世界を米中で管理する「新型大国関係」~ハワイを真ん中に西側を中国が管理する
飯田)香港の話などいろいろと出ていますが、その先には台湾も含めてあるわけではないですか。全体の習近平政権の安全保障戦略は膨張して行く形になるのですか?
峯村)習近平氏自身が就任してから掲げているのは、「大国外交」というキーワードです。「世界の大国は、我が国とアメリカしかない」と。アメリカとは、まず手を握る。そしてその他の国々については「我々が政治的・経済的に影響力を強めて行くのだ」というのが大きな方針です。この拡張して行く路線は変わらないと見ています。
飯田)そうすると、2008年辺りに最初に出て来たとされる、「太平洋分割論」が現実味を帯びて来るということになりますか?
峯村)太平洋分割論、「ハワイを真ん中にして西側はうちだ」と、「東側がアメリカさんでどうだ」という話は、進んで行くと見ています。そのときにあわせて出て来た言葉が「新型大国関係」です。つまり、「2つのこの大国で世界を一緒に管理して行きましょう」ということだったのです。中国の目標、分割するということは、言い換えると、「太平洋の西側からアメリカを追い出す」ということなので、その戦略を進めて行くのだろうと考えています。
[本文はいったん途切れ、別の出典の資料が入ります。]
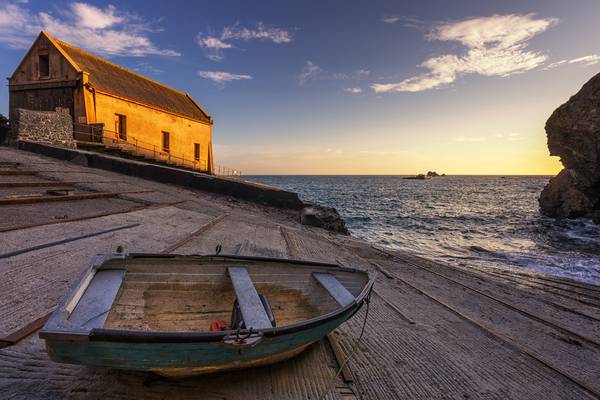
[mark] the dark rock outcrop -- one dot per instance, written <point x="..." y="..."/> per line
<point x="323" y="217"/>
<point x="573" y="132"/>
アメリカは他のいかなる国の覇権も認めない~台湾問題に注視
飯田)その方針に沿ってさまざまな装備も整備して来た。峯村さんのスクープにもありましたが、空母をつくっている、新しい戦闘機がこういうものだというようなことも出て来ました。一方で、アメリカはそれを許さないということですよね。
峯村)アメリカの有識者や政府の人に「世界を中国と一緒に管理するという考え方はどうなのか」と聞くと、ほぼ100%の人がダメだと言います。アメリカの覇権が重要であって、他のいかなる国の覇権も認めない、というのがアメリカのスタンスです。一方の中国は、アジア地域での覇権を獲りたい。両国は必ずぶつかる運命にあるとみています。
飯田)そのぶつかり合いが、いろいろなところで燻りつつあるなというのが、朝鮮半島もそうだし、人によっては中東のイランのところもそうだと言う人もいますが、やはり東アジアの正面で言うと、日本や台湾ということになりますか?
峯村)特に注視しているのが、台湾問題です。中国政府にとって、台湾統一こそが最も重要な政策課題です。これは、習近平政権が発足したときに掲げられた「中国の夢」というスローガンのなかで最重要の目標なのです。「これを実現しなければ、我が政権としては失格だ」という意識を彼らも持っていますし、党内、国民からも思われているということを考えると、統一は是が非でもしなければいけないと考えています。そうなると、来年(2022年)の中国共産党大会というのは非常に重要な大会になります。
飯田)来年ですか。
峯村)そのためにも、今回の全人代は重要なのですが、来年、何があるかと言うと、前々回の全人代のときに、習近平氏は中国の憲法を改正して、2期10年という国家主席の任期を撤廃したのです。次の3期目もできるようにした。本当にその通りやるのかどうかという意味でも、非常に重要なポイントになります。今回の全人代はしっかりとした権力が固まっていて、「次の3期目まで行けるぞ」ということを示すための1つの会議であって、だからこそ、是が非でも日程通り開くということなのです。
「台湾を獲るためには2期10年では短い」ことを任期延長の理由にした習近平主席
飯田)諸説ありますが、任期を延ばすための口実としたのが、「台湾を獲るためには2期10年では短い」ということで、そのために撤廃をしたという話もあります。そうすると3期目に入ったら、いつ動いてもおかしくないということですか?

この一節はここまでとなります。